Answer Generation: Leverage LLM APIs to generate comprehensive answers for each question.
Flexible Editing: Fine-tune questions, answers, and datasets at any point in the process. You are always in control.
Multiple Export Formats: Export datasets in Alpaca or ShareGPT formats as JSON or JSONL files, ensuring compatibility.
Wide Model Support: Seamlessly integrate with all LLM APIs compatible with the OpenAI format.
User-Friendly Interface: An intuitive UI caters to both technical and non-technical users.
Customizable System Prompts: Guide model responses with tailored system prompts.

Getting Started with Easy Dataset: A Quick Guide

Ready to dive in? Here’s how to get started with Easy Dataset:

Installation

Prerequisites: Ensure you have Node.js 18.x or higher and either pnpm (recommended) or npm installed.

Clone the Repository:

git clone https://github.com/ConardLi/easy-dataset.git
cd easy-dataset

Install Dependencies:
```
npm install
```
Start the Development Server:
```
npm run build
npm run start
```

Docker Installation

Clone the Repository:

git clone https://github.com/ConardLi/easy-dataset.git
cd easy-dataset

Build the Docker Image:
```
docker build -t easy-dataset .
```

Run the Container:

docker run -d -p 1717:1717 -v {YOUR_LOCAL_DB_PATH}:/app/local-db --name easy-dataset easy-dataset

Note: Replace {YOUR_LOCAL_DB_PATH} with the desired path for your local database.

Access Easy Dataset: Open your browser and navigate to http://localhost:1717.

Using Easy Dataset: From Project Creation to Export

1. Creating a Project

Click the "Create Project" button on the home page.
Enter a project name and description.
Configure your LLM API settings.

2. Processing Documents

Upload Markdown files in the "Text Split" section.
Review automatically split text segments.
Adjust segmentation as needed.

3. Generating Questions

Navigate to the "Questions" section.
Select text segments to generate questions from.
Review and edit the generated questions.
Organize questions using the tag tree.

4. Creating Datasets

Go to the "Datasets" section.
Select questions to include in your dataset.
Generate answers using your configured LLM.
Review and edit the generated answers.

5. Exporting Datasets

Click the "Export" button in the Datasets section.
Select your format (Alpaca or ShareGPT).
Choose file format (JSON or JSONL).
Add custom system prompts if needed.
Export your dataset.

Dive Deeper: Exploring the Project Structure

The easy-dataset/ project directory is neatly organized to facilitate easy navigation and customization:

app/: Contains the Next.js application, including API routes and project pages.
components/: Houses React components for various sections like datasets, home, projects, questions, and text splitting.
lib/: Includes core libraries and utilities, such as database operations, internationalization, LLM integration, and text splitting functionalities.
locales/: Provides internationalization resources with English (en/) and Chinese (zh-CN/) translations.
public/: Stores static assets, including image resources.
local-db/: Contains the local file-based database.
projects/: Stores project data.

Contribute and Shape the Future of Easy Dataset

Your contributions are welcome!

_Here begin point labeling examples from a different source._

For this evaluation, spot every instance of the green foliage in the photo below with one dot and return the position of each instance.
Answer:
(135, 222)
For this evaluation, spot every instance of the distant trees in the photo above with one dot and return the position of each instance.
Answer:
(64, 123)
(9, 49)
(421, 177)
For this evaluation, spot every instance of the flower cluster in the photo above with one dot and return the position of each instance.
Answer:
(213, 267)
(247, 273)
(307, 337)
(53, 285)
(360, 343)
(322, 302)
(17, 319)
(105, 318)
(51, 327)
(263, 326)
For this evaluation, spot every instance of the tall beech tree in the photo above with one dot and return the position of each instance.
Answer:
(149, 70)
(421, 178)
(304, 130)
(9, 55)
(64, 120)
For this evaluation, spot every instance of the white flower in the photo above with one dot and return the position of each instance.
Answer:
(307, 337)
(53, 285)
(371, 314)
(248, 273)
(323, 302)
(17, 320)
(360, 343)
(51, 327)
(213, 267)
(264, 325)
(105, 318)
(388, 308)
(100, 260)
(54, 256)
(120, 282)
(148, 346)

Help improve Easy Dataset by:

Forking the repository.
Creating a new branch (git checkout -b feature/amazing-feature).
Making your changes.
Committing (git commit -m 'Add some amazing feature').
Pushing to the branch (git push origin feature/amazing-feature).
Opening a Pull Request.

License

Easy Dataset is licensed under the Apache License 2.0. See the LICENSE file for details.

By using Easy Dataset, you're not just simplifying your LLM fine-tuning process; you're unlocking the potential within your data. Start building better models, faster.